Earnings Report /
Egypt

CIB: 2Q22 – Annually strong quarter but sequentially weak

  • A plunge in non-interest income and sequentially higher provisions wipe sequential growth

  • 1H22 still came in higher than 1H21 boosted by a robust topline coupled with a drop in provisions, despite higher OPEX

  • The stock is trading at P/E2022 of 5.2x and P/B2022 of 0.9x, on an attributable basis, post minority and appropriations

Al Ahly Pharos Securities Brokerage
25 July 2022

A plunge in non-interest income and sequentially higher provisions wipe sequential growth while margins and lower OPEX support earnings; LDR improves

CIB 2Q22 net profit post minority recorded a robust EGP3,511 billion (-17% q/q, +9% y/y), bringing 1H22 net profit post minority to EGP7.8 billion (+27% y/y).The sequential contraction came on the back of 1) weak non-interest income (on lower fees and commissions and investment income), and 2) higher booked provisions versus provisions reversals in the previous quarter, despite positive margins and lower OPEX. Healthy annual performance came on the back of: 1) strong margins, 2) healthy non-interest income, and 3) a plunge in provisions compared to 2Q21, whileOPEX and effective tax rate expanded compared to 2Q21.

1H22 still came in higher than 1H21 boosted by a robust topline coupled with a drop in provisions, despite higher OPEX.

It was a good quarter for lending activity as it expanded by 7.5% q/q bringing YTD growth to 16.7%, driven by corporate and retail segments. Deposits remained stable with YTD growth of 5%, pushing LDR ratio up to 45% (+312 bps q/q), despite offering competitive rates CDs with 14% yield over 4 years.

2Q22 results key takeaways were:

  • Net interest margin (NIM) strengthened to 6.0% (+10 bps q/q) on higher treasury exposure recording 43% of total assets (+6.8 pps q/q).

  • Non-interest income shrank as both investment income and fees and commissions income contracted. Thus, non-interest income to operating income weakened to stand at 12% in 2Q22 (-14.9 pps q/q).

  • Efficiency slightly deteriorated where cost to income ratio recorded 34% (-10 bps q/q), as operating income contracted by 13% q/q against a 14% decline in operating expenses.

  • Provisions inched down at 217% (-0.98 pps q/q) despite lower non-performing loans ratio of 4.7% (-0.22 pps q/q) triggered by a growing loan portfolio. Cost of Risk recorded 0.2% (+0.33 pps q/q) versus an average of 0.6% over the past four quarters.

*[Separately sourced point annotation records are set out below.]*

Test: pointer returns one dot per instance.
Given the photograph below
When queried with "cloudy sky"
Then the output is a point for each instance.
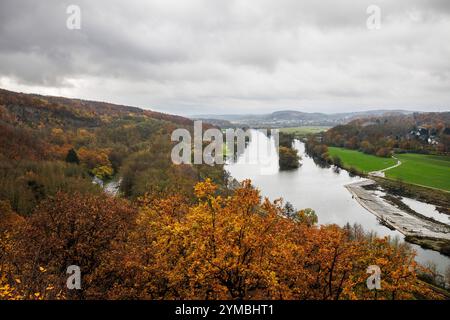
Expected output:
(231, 56)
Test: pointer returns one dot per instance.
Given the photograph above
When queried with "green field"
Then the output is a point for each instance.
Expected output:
(361, 161)
(426, 170)
(302, 131)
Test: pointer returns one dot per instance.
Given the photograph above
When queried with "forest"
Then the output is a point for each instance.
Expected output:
(427, 133)
(172, 231)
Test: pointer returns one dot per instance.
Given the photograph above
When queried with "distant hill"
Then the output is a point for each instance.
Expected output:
(292, 118)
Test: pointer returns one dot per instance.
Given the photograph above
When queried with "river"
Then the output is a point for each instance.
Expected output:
(312, 186)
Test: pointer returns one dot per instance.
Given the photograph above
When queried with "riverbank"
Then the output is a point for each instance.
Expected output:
(424, 232)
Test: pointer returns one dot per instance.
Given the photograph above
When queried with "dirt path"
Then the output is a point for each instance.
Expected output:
(380, 173)
(392, 216)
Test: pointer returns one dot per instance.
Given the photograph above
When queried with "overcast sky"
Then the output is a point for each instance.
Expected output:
(225, 56)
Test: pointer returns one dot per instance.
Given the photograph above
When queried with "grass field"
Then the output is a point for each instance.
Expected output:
(361, 161)
(426, 170)
(302, 131)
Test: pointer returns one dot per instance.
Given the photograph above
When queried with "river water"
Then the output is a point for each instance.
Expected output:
(312, 186)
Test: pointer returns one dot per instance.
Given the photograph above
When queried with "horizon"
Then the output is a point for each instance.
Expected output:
(178, 58)
(188, 115)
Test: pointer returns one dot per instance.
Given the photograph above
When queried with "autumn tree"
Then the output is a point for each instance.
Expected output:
(72, 157)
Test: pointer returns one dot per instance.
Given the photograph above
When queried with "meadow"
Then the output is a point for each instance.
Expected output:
(304, 130)
(420, 169)
(425, 170)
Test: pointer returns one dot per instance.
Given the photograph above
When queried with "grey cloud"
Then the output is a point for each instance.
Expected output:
(231, 56)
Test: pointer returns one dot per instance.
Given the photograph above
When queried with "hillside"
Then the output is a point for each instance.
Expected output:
(292, 118)
(104, 140)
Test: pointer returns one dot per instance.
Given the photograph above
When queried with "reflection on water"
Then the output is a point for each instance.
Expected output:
(312, 186)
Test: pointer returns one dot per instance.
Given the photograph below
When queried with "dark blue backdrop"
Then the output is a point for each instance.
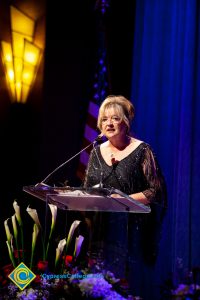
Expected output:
(166, 94)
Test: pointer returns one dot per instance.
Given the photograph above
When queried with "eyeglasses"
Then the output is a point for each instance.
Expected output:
(113, 119)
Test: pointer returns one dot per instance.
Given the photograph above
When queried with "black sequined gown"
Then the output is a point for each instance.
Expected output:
(131, 240)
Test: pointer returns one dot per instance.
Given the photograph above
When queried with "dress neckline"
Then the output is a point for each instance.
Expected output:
(142, 143)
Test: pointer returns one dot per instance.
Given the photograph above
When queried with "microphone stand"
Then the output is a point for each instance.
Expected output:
(98, 138)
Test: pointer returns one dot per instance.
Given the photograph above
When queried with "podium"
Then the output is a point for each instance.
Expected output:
(87, 199)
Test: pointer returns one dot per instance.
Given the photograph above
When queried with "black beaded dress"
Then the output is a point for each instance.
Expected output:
(131, 239)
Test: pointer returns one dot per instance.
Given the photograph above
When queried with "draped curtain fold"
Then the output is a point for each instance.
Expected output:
(166, 94)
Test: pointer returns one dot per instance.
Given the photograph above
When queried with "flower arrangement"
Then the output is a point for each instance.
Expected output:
(69, 278)
(182, 285)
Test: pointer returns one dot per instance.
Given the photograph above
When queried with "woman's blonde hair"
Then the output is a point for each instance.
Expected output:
(123, 107)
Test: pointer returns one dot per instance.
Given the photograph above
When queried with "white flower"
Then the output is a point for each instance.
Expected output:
(59, 249)
(78, 244)
(17, 212)
(14, 226)
(53, 209)
(33, 213)
(94, 285)
(35, 234)
(8, 234)
(71, 231)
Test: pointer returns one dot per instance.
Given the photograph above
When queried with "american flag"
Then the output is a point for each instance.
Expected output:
(100, 91)
(100, 88)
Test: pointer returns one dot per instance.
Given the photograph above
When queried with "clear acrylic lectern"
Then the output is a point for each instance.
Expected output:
(90, 199)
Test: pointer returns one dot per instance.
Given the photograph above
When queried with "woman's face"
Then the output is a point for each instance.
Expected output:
(113, 124)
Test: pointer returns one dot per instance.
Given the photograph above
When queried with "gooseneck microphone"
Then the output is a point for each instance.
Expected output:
(97, 139)
(100, 184)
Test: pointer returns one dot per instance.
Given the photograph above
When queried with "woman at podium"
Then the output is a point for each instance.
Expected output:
(128, 164)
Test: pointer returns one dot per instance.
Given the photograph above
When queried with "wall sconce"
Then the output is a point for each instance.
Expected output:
(21, 57)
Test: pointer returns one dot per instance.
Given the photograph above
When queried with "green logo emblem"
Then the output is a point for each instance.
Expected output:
(22, 276)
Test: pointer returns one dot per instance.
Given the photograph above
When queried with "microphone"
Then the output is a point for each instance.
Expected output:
(97, 139)
(100, 184)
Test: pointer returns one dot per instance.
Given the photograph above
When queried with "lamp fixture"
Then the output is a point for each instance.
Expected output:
(21, 57)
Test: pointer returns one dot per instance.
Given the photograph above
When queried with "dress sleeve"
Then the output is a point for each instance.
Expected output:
(156, 191)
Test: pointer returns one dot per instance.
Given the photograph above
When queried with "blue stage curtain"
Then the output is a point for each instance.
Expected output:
(166, 94)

  • The effective tax rate recorded 32% (+1.4 pps q/q) versus an average of 29.8% over the past four quarters.

  • Lending activity expanded by 7.5% q/q bringing YTD growth to 16.7%, driven by corporate and retail segments. Deposits remained stable with YTD growth of 5%, pushing LDR ratio up to 45% (+312 bps q/q),as of Jun-end 2022.

  • CAR strengthened to stand at 28.8% (-1.8 pps q/q) as of Jun-end 2022.

COMI trading at multiples below its historical norms, despite a strong outlook

Management has healthy targets for 2022 including

  • A bottom line of 15-17% higher than 2021. We project EGP16.0 billion.

  • 10-15% deposit growth, but at local currency, but at least 50 to 55% of that to be in CASA.

  • On the loan side, the bank is pushing for north of 20% LC loan growth, 8-10% FC loan growth to give a blended rate of around 15% or more. Any capex financing will be incremental to the aforementioned figures. This should bring up LDRs slightly in both currencies.

  • Moving forward, the bank targets a more aggressive dividend payout plan (up from 15% to north of 25% for the next few years; we project a sustainable payout ratio of 20% ).

  • The stock is trading at P/E 2022 of 5.2x and P/B 2022 of 0.9x, on an attributable basis, post minority and appropriations. Egypt's banking sector average multiples stand at 3.1x P/E 2022 and 0.5x P/B 2022.